Patología tiroidea en niños y adolescentes: aspectos esenciales
Resumen
La glándula tiroides es un órgano endocrino esencial localizado en la parte anterior del cuello, con forma bilobulada similar a una mariposa, encargado de la producción y secreción de las hormonas tiroideas tiroxina (T4) en mayor cantidad y triyodotironina (T3) en menor cantidad, pero con mayor actividad en los tejidos. Estas hormonas, sintetizadas en las células foliculares, son fundamentales para el metabolismo, el crecimiento y la maduración de los tejidos. La glándula también contiene células parafoliculares o células C, responsables de la secreción de calcitonina, involucrada en la regulación del calcio.

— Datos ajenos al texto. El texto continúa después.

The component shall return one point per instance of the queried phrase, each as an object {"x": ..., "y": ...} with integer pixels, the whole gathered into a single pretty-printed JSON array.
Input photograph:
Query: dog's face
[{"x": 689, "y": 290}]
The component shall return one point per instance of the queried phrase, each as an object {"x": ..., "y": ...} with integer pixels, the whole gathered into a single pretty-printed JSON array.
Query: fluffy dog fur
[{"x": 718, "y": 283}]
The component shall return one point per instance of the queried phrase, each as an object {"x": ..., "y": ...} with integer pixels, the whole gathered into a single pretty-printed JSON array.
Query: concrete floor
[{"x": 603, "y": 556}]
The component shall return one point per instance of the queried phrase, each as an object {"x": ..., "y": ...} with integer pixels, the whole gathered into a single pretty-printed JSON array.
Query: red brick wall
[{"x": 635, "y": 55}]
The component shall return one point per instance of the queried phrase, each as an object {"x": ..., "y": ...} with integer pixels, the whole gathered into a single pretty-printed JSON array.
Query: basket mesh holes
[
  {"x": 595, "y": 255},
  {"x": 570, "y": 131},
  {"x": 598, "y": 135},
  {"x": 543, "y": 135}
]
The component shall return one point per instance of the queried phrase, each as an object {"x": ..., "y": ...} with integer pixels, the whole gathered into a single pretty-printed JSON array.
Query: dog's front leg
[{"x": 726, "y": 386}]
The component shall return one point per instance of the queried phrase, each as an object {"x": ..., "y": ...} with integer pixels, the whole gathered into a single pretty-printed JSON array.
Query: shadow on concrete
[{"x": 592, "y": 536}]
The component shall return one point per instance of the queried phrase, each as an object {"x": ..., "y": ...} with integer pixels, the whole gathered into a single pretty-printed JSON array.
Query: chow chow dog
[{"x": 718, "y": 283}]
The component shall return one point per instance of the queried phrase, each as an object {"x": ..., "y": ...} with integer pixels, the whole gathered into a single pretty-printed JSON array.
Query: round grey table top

La función tiroidea está regulada por el eje hipotálamohipófisis–tiroides
mediante un mecanismo de retroalimentación negativa: el hipotálamo produce la hormona liberadora de tirotropina (TRH), que estimula a la hipófisis para secretar la hormona estimulante de la tiroides (TSH), la cual a su vez activa la producción de T4 y T3 en la tiroides. T4 es secretada casi en su totalidad por la tiroides, mientras que aproximadamente el 80 % de la T3 se genera por conversión periférica a partir de T4. Tanto T4 como T3 circulan unidas a proteínas de transporte a nivel plasmático y la fracción libre de T4 (T4 libre) es la que se prefiere medir porque representa la fracción biológicamente activa y refleja con mayor precisión el estado tiroideo real del paciente. Los niveles de T3 libre son más difíciles de cuantificar por su variación entre técnicas de medición, por lo que se mide T3 total.
Dado su papel central en múltiples procesos metabólicos, cardiovasculares, neurológicos y del desarrollo, las alteraciones en la función tiroidea pueden producir manifestaciones clínicas multisistémicas de gran relevancia en la práctica pediátrica.